Young adult males are charged more for automobile insurance than their female counterparts. What’s the stereotype there? Every young man is reckless and, therefore, gets in more accidents. And according to a New York Times article by Robert Pear, women ages 19 to 55 have higher health insurance premiums than men. Actuaries wiggle their magical brains and come up with numbers to base these premiums on. But that doesn’t mean they’re not stereotypes. All the numbers do is show us that stereotypes really come from somewhere. According to the Iowa Department of Public Health, “average young males aged 15-24 had the highest car occupants death number” from 2000 to 2006. These numbers give the base for the stereotype that helps the insurance company determine its rates. Without that, everyone would have to pay higher rates to cover the money lost when young men get in car accidents.

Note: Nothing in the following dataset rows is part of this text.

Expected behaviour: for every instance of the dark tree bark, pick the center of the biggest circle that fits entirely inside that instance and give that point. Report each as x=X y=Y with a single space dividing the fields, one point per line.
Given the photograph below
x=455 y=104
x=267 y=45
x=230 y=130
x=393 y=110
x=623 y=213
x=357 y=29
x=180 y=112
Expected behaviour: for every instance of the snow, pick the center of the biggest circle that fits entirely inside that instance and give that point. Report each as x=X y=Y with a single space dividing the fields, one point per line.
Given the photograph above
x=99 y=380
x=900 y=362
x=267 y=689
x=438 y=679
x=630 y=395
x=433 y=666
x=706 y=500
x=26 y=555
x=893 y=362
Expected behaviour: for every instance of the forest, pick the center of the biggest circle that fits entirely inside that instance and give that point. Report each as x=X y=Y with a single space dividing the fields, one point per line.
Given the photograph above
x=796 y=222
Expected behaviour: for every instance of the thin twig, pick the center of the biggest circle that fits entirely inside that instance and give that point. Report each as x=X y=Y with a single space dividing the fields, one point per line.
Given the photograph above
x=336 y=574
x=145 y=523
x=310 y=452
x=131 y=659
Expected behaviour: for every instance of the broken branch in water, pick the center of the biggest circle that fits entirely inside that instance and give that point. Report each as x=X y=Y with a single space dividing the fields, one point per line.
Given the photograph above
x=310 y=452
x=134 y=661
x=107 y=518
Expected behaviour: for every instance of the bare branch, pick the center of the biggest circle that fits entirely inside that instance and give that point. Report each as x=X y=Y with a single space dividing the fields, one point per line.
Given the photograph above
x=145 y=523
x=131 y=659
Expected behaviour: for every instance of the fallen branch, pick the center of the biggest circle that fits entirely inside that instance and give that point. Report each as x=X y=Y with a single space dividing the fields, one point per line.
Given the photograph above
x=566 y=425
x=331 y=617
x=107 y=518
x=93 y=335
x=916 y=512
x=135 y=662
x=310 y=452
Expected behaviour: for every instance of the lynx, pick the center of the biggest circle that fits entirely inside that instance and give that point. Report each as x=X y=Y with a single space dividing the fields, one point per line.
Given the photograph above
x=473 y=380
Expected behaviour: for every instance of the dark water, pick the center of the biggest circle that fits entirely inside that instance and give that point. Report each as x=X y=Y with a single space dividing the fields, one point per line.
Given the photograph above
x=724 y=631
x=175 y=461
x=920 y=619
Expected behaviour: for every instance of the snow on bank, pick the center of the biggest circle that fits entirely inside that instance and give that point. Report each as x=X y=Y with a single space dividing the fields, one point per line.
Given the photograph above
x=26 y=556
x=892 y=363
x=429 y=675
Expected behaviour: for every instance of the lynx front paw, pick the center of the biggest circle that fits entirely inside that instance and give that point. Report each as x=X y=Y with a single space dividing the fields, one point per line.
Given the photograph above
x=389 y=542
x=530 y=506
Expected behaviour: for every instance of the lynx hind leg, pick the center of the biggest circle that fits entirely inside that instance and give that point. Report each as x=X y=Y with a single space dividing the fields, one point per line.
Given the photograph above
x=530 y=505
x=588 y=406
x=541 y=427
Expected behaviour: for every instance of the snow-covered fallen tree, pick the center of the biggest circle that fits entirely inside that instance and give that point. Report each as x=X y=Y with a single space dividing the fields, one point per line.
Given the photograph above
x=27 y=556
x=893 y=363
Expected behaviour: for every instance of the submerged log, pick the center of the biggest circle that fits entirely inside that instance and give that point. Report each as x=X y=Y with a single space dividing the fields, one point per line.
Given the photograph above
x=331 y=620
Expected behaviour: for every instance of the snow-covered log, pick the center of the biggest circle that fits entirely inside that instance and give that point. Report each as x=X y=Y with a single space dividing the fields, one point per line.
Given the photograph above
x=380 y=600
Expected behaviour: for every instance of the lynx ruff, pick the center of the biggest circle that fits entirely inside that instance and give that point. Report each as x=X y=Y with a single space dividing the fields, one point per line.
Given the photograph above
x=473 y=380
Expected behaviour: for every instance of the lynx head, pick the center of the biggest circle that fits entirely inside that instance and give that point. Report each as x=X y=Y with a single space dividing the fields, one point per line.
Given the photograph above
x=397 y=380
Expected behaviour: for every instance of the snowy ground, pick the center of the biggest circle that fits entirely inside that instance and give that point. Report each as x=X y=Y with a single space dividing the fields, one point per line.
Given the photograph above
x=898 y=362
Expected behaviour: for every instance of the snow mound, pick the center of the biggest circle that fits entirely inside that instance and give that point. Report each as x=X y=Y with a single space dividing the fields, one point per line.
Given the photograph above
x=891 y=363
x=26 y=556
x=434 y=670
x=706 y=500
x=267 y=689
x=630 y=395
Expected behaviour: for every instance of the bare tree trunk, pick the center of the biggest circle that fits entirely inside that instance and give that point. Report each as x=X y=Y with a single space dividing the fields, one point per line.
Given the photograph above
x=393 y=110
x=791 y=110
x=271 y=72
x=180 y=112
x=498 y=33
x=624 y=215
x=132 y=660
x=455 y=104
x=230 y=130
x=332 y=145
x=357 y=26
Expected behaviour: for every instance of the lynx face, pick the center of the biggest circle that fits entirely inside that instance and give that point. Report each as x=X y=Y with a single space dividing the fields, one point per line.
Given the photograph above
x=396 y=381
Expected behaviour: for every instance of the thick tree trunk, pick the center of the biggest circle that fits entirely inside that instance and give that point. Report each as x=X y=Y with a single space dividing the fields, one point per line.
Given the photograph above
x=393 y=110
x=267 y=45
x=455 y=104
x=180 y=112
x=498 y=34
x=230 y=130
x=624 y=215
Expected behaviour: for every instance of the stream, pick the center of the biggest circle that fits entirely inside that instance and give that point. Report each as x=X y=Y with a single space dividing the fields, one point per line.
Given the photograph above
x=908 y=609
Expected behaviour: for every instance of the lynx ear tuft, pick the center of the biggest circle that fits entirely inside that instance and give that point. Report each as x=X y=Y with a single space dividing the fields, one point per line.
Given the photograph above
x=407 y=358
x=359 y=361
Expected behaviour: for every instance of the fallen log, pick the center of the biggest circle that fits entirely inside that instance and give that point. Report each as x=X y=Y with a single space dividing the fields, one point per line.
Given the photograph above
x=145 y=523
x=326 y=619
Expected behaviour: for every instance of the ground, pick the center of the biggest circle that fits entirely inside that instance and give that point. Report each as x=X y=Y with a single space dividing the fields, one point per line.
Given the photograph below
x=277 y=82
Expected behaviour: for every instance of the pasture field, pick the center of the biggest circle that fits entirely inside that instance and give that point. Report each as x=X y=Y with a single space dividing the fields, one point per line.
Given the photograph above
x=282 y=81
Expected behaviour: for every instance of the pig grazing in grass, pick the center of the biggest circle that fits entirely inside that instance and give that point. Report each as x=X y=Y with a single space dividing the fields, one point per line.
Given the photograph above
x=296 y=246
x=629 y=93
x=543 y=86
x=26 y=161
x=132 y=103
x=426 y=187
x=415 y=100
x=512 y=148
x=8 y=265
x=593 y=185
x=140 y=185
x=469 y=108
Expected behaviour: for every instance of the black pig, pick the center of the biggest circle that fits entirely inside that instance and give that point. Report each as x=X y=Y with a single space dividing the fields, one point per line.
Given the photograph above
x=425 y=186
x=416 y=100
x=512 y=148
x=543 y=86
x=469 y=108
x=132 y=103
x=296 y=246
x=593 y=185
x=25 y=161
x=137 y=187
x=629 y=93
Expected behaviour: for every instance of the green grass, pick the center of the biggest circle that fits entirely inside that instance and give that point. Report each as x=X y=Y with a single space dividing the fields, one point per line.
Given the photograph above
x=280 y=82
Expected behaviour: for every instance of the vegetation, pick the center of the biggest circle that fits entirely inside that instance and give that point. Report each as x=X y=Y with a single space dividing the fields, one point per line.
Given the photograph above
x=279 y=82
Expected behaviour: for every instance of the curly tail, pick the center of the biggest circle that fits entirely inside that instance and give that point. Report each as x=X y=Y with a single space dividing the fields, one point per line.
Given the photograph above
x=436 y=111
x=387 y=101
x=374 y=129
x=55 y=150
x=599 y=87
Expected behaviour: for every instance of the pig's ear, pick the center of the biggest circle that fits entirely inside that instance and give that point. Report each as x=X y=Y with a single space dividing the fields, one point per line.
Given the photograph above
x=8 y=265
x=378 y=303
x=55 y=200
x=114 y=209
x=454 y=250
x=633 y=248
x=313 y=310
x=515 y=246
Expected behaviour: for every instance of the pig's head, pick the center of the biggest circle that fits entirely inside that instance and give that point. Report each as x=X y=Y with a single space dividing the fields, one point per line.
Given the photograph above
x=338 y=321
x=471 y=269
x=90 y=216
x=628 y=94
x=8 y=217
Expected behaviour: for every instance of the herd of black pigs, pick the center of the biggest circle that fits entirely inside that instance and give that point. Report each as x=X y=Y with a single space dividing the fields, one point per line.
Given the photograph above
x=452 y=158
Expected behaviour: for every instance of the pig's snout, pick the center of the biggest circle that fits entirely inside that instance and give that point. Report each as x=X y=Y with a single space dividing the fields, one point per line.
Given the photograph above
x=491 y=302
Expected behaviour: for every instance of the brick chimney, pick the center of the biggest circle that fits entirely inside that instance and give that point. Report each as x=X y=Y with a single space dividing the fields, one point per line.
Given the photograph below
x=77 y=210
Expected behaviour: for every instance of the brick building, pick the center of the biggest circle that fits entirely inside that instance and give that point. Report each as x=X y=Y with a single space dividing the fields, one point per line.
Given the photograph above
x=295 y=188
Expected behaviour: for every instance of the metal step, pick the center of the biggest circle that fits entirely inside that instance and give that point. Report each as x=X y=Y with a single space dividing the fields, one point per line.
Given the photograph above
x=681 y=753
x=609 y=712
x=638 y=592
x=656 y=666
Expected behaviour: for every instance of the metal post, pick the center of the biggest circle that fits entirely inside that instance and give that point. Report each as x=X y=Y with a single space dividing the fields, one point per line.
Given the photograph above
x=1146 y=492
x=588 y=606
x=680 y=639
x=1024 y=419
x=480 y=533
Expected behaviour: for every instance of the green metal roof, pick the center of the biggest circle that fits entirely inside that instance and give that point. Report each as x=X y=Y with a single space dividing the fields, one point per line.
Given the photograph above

Another example: As much as we hear how horrible profiling is in airports, it does have its place. I’m not even talking about race or country of origin. Past experience, which is like the numbers in the previous paragraph, shows that certain groups need to be searched less often than others. Babies, for example. There may be — heaven forbid — the occasional diaper bomb, but it’s not the norm. Or the 80-year-old woman with the walker and oxygen tank. She is far less likely to be carrying a weapon than most of the rest of the passengers. But we can only know that through our past experience with older women and the numbers that prove relatively few grandmas have committed violent crimes. The stereotype here is that elderly women aren’t strong and aren’t destructive. That’s not true of every single one. However, it’s a trait they’ve been observed to share. And most of the time, it’s right.

Most of us don’t work at insurance companies or with airport security. So here’s one more, broader, instance of stereotypes’ usefulness: Every time we face a situation involving others, stereotypes help us determine the correct way to behave. Most of us are going to act differently in a group of professors than we would in a group of our peers. That’s because of the basic assumptions — stereotypes! — we have about professors and college students. They’re based on our past experiences and, to some extent, even statistics. According to Jennifer Grossman of the Dole Nutrition Institute, one out of 10 college students consumes 10 or more alcoholic drinks per week. Well, there may be some professors who do that, too, but numbers like that affect the stereotypes our minds make about groups of people and therefore how to deal with them. And it works because stereotypes often hold quite a bit of water.

Of course, some stereotypes are wrong and, ultimately, vicious. You know which ones I’m talking about. But, ultimately, they come from somewhere. If we lived in a perfect world, stereotypes wouldn’t influence how we treat others. But we don’t and they do and they always will. Stereotypes are determined by our culture, but they are part of our human psychology. Life and the decisions we have to make every day would be a lot harder if we didn’t have them.